This question borders on statistics theory too - testing for normality with limited data may be questionable (although we all have done this from time to time).
As an alternative, you can look at kurtosis and skewness coefficients. From Hahn and Shapiro: Statistical Models in Engineering some background is provided on the properties Beta1 and Beta2 (pages 42 to 49) and the Fig 6-1 of Page 197. Additional theory behind this can be found on Wikipedia (see Pearson Distribution).
Basically you need to calculate the so-called properties Beta1 and Beta2. A Beta1 = 0 and Beta2 = 3 suggests that the data set approaches normality. This is a rough test but with limited data it could be argued that any test could be considered a rough one.
Beta1 is related to the moments 2 and 3, or variance and skewness, respectively. In Excel, these are VAR and SKEW. Where ... is your data array, the formula is:
Beta1 = SKEW(...)^2/VAR(...)^3
Beta2 is related to the moments 2 and 4, or the variance and kurtosis, respectively. In Excel, these are VAR and KURT. Where ... is your data array, the formula is:
Beta2 = KURT(...)/VAR(...)^2
Then you can check these against the values of 0 and 3, respectively. This has the advantage of potentially identifying other distributions (including Pearson Distributions I, I(U), I(J), II, II(U), III, IV, V, VI, VII). For example, many of the commonly used distributions such as Uniform, Normal, Student's t, Beta, Gamma, Exponential, and Log-Normal can be indicated from these properties:
Where: 0 <= Beta1 <= 4
1 <= Beta2 <= 10
Uniform: [0,1.8] [point]
Exponential: [4,9] [point]
Normal: [0,3] [point]
Students-t: (0,3) to [0,10] [line]
Lognormal: (0,3) to [3.6,10] [line]
Gamma: (0,3) to (4,9) [line]
Beta: (0,3) to (4,9), (0,1.8) to (4,9) [area]
Beta J: (0,1.8) to (4,9), (0,1.8) to [4,6*] [area]
Beta U: (0,1.8) to (4,6), [0,1] to [4.5) [area]

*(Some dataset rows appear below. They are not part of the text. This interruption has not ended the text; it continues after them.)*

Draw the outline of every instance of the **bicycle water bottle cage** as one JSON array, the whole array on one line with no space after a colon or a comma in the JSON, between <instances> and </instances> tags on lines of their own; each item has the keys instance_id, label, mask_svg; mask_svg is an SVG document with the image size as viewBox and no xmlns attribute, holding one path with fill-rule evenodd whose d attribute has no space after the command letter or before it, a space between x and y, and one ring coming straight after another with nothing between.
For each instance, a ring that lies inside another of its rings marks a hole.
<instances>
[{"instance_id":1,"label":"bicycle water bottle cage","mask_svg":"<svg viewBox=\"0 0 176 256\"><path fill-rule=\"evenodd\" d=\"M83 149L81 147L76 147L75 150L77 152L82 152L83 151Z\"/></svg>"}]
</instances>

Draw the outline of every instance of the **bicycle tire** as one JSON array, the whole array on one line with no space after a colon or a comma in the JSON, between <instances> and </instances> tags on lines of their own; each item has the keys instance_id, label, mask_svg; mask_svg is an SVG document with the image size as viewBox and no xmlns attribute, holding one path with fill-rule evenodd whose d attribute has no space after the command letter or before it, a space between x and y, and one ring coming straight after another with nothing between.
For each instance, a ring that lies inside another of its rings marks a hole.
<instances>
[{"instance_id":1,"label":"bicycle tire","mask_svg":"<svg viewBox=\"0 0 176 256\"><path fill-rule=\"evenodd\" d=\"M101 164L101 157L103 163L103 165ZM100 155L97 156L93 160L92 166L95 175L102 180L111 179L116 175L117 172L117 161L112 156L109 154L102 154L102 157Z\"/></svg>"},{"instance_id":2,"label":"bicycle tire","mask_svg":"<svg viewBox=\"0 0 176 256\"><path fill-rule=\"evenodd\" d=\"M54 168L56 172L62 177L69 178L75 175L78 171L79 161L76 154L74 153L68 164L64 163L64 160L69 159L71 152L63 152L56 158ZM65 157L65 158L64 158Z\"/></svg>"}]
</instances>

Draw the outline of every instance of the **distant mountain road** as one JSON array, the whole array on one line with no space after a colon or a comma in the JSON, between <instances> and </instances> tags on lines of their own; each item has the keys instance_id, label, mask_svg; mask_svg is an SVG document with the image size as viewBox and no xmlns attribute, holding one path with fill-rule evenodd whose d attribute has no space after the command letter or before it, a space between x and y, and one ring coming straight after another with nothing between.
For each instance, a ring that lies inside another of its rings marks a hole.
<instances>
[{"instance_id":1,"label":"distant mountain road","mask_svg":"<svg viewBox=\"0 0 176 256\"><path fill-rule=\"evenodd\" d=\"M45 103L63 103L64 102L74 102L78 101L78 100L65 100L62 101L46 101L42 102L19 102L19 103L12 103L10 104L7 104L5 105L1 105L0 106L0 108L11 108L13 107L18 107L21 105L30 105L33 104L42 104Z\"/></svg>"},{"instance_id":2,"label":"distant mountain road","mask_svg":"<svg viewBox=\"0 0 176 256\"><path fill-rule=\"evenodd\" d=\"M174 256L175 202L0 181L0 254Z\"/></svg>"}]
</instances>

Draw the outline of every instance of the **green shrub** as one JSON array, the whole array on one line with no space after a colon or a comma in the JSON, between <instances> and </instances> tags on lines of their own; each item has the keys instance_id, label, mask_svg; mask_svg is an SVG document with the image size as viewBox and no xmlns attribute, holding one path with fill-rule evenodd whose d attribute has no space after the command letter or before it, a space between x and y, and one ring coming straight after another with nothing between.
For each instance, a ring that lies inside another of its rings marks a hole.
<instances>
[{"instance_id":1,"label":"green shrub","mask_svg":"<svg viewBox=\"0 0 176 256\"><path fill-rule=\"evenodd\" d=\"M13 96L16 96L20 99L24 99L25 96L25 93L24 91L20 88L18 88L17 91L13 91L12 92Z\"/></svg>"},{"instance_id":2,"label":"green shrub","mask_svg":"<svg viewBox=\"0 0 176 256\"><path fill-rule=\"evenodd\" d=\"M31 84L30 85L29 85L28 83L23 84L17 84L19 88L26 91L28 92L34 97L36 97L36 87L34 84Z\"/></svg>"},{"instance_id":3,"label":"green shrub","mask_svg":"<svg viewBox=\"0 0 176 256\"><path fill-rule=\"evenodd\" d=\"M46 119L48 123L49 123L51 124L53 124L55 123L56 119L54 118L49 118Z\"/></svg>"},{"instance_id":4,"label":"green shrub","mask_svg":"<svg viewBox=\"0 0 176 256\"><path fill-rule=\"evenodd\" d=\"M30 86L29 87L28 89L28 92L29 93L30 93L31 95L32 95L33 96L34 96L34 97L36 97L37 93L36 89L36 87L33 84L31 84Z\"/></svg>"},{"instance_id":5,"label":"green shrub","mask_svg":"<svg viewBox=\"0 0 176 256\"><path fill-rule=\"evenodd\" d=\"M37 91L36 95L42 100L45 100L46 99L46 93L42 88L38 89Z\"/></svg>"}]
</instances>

Impossible: (0,1) to (4.5), (0,1) to (4,1] [area]
Undefined: (0,3) to (3.6,10), (0,10) to (3.6,10) [area]
Values of Beta1, Beta2 where brackets mean:
[ ] : includes (closed)
( ) : approaches but does not include (open)
* : approximate
These are illustrated in Hahn and Shapiro Fig 6-1.
Granted this is a very rough test (with some issues) but you may want to consider it as a preliminary check before going to a more rigorous method.
There are also adjustment mechanisms to the calculation of Beta1 and Beta2 where data is limited - but that is beyond this post.